Comment by tptacek
5 years ago
We have 30 years of experience showing that ordinary heap overflows are not in fact easy to spot in code review, security review, security audits, and fuzzing. Each of those modalities eliminates a slice of the problem, and some of them --- manual review modalities --- will remove different slices every time they're applied; different test team, different bugs.
To me, this strongly suggests that the problem is in fact memory-unsafe languages, and not general engineering practices.
Apple, by the way, has all the things you're talking about in place, and in spades.
I agree that the problem is memory-unsafe languages.
You can improve the tools, or you can improve the human, and nobody has managed to improve the human despite decades of trying.
OTOH, we don't really have evidence to show that memory safety is effective in kernels/drivers because no memory safe language has ever been deployed at scale for that purpose.
The way I look at it is that relying exclusively on manual review is at best the same as relying on both manual review and a memory safe language.
In practice, the best case and average case rarely line up.

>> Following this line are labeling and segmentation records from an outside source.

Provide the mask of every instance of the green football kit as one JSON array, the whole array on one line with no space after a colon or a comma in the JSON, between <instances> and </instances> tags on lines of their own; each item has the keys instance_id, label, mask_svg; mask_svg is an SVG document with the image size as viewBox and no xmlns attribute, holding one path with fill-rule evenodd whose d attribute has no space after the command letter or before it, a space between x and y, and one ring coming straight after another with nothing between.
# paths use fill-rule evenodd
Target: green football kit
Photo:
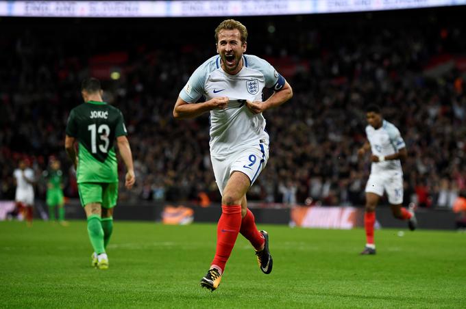
<instances>
[{"instance_id":1,"label":"green football kit","mask_svg":"<svg viewBox=\"0 0 466 309\"><path fill-rule=\"evenodd\" d=\"M78 142L76 170L79 199L83 206L100 203L110 209L118 199L118 163L114 150L115 139L126 135L121 111L105 102L88 101L73 109L68 118L66 135ZM97 256L105 248L113 231L113 218L101 218L92 214L87 218L89 240L94 249L93 266L101 269Z\"/></svg>"},{"instance_id":2,"label":"green football kit","mask_svg":"<svg viewBox=\"0 0 466 309\"><path fill-rule=\"evenodd\" d=\"M58 221L64 221L64 197L62 189L63 173L60 170L49 169L43 173L47 179L47 189L45 202L49 207L49 218L55 220L55 207L58 206Z\"/></svg>"},{"instance_id":3,"label":"green football kit","mask_svg":"<svg viewBox=\"0 0 466 309\"><path fill-rule=\"evenodd\" d=\"M76 175L82 206L96 202L103 208L114 206L118 198L114 140L127 135L121 111L105 102L83 103L71 110L66 135L79 144Z\"/></svg>"}]
</instances>

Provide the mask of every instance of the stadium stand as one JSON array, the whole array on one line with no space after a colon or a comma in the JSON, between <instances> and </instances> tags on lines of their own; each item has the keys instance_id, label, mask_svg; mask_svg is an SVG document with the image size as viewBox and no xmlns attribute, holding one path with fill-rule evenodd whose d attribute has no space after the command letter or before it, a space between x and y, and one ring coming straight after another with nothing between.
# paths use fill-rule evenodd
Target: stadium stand
<instances>
[{"instance_id":1,"label":"stadium stand","mask_svg":"<svg viewBox=\"0 0 466 309\"><path fill-rule=\"evenodd\" d=\"M249 198L363 205L370 165L356 151L364 106L377 103L407 144L406 203L452 207L466 189L466 27L454 10L239 18L248 53L272 63L295 94L266 113L271 157ZM195 66L215 52L219 21L0 20L8 29L0 36L0 200L14 198L23 156L38 174L59 158L65 194L77 196L64 128L92 75L130 132L138 179L121 200L219 201L208 116L176 122L171 113Z\"/></svg>"}]
</instances>

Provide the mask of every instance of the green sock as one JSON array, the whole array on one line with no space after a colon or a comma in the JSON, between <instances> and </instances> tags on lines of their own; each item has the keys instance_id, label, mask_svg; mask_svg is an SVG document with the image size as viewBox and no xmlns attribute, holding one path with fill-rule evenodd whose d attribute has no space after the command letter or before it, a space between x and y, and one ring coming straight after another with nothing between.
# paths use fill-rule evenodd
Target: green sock
<instances>
[{"instance_id":1,"label":"green sock","mask_svg":"<svg viewBox=\"0 0 466 309\"><path fill-rule=\"evenodd\" d=\"M64 206L58 206L58 221L64 221Z\"/></svg>"},{"instance_id":2,"label":"green sock","mask_svg":"<svg viewBox=\"0 0 466 309\"><path fill-rule=\"evenodd\" d=\"M113 217L108 217L103 218L101 221L102 224L102 229L103 230L103 247L107 247L107 245L110 240L112 232L113 232Z\"/></svg>"},{"instance_id":3,"label":"green sock","mask_svg":"<svg viewBox=\"0 0 466 309\"><path fill-rule=\"evenodd\" d=\"M88 234L94 251L97 254L105 253L103 247L103 230L100 223L100 216L90 215L88 217Z\"/></svg>"},{"instance_id":4,"label":"green sock","mask_svg":"<svg viewBox=\"0 0 466 309\"><path fill-rule=\"evenodd\" d=\"M49 205L49 219L55 221L55 205Z\"/></svg>"}]
</instances>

You don't have to manually review for classes of vulnerability that your programming environment forecloses on.
Good point - all the more reason to use a memory safe language!

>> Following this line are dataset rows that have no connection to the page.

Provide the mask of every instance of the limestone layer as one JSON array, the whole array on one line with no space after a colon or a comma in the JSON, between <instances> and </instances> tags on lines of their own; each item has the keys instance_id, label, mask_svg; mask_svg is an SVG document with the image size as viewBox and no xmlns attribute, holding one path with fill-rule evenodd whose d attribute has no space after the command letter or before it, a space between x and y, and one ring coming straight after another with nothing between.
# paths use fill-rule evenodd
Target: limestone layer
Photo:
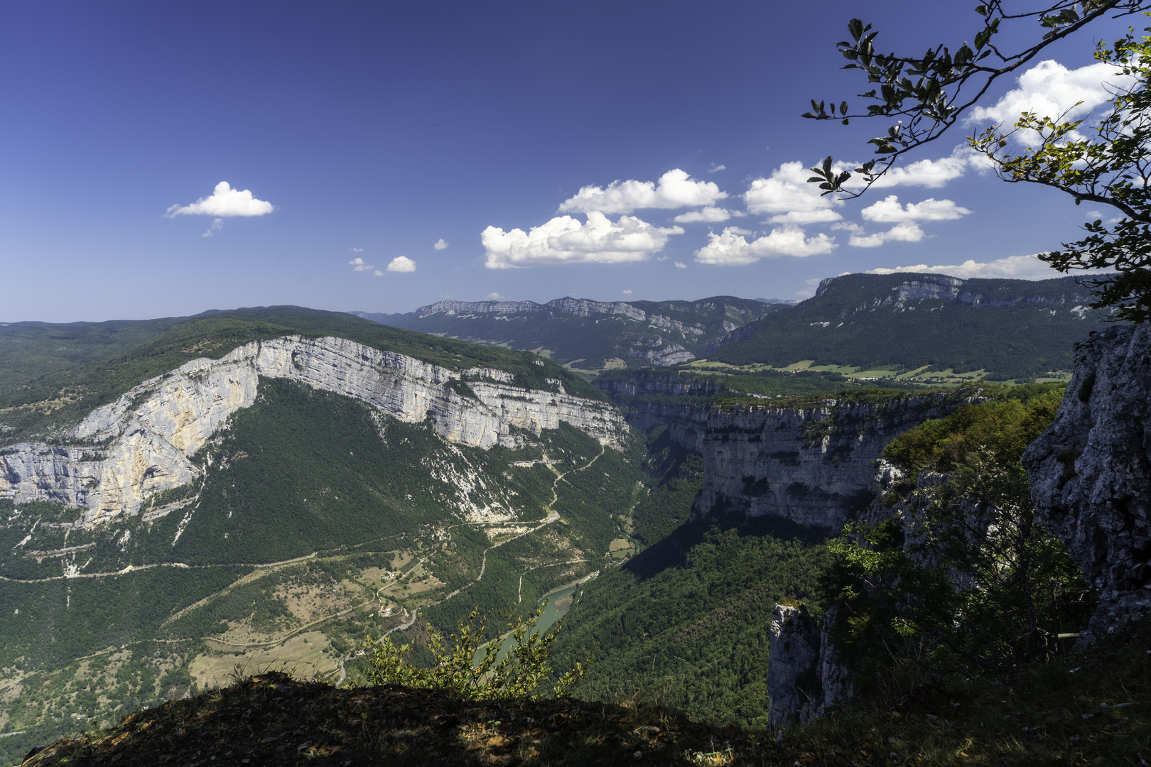
<instances>
[{"instance_id":1,"label":"limestone layer","mask_svg":"<svg viewBox=\"0 0 1151 767\"><path fill-rule=\"evenodd\" d=\"M885 404L712 408L698 442L704 474L693 516L772 515L838 531L875 497L874 462L884 446L961 401L928 394Z\"/></svg>"},{"instance_id":2,"label":"limestone layer","mask_svg":"<svg viewBox=\"0 0 1151 767\"><path fill-rule=\"evenodd\" d=\"M1076 346L1054 422L1023 453L1038 519L1099 590L1092 631L1151 603L1151 327Z\"/></svg>"},{"instance_id":3,"label":"limestone layer","mask_svg":"<svg viewBox=\"0 0 1151 767\"><path fill-rule=\"evenodd\" d=\"M462 374L343 338L288 336L145 381L92 411L59 445L5 450L0 498L79 507L84 524L138 513L145 498L197 476L190 458L228 416L256 401L260 376L355 397L409 423L429 419L443 439L485 448L519 444L516 429L539 434L569 423L615 444L627 428L616 408L567 394L556 379L549 379L555 391L521 389L503 370ZM449 385L462 377L474 398Z\"/></svg>"}]
</instances>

> the problem is in fact memory-unsafe languages, and not general engineering practices.
Languages don't introduce bugs by themselves. Engineers produced those bugs.
I always thought that bugs are the programmers' fault, and not to blame the language. It's like blaming the English language because it allows you to misuse it and manufacture very offensive racial slurs, or to be rude and cruel, and thus we should replace it with another language that doesn't allow to exploit these weaknesses. We won't be able to express ourselves with beautifully (low-level) crafted poems anymore, but that's the price to pay.
There are inherent features of human languages that force you into weird issues. English for example has gender pronouns and that's why you see in profiles how you should approach someone. It's not like they want to add it, it's that they have to if it bothers them when people misuse them.
In Hungarian we don't have this problem at all, there's no concept of gender specific pronouns.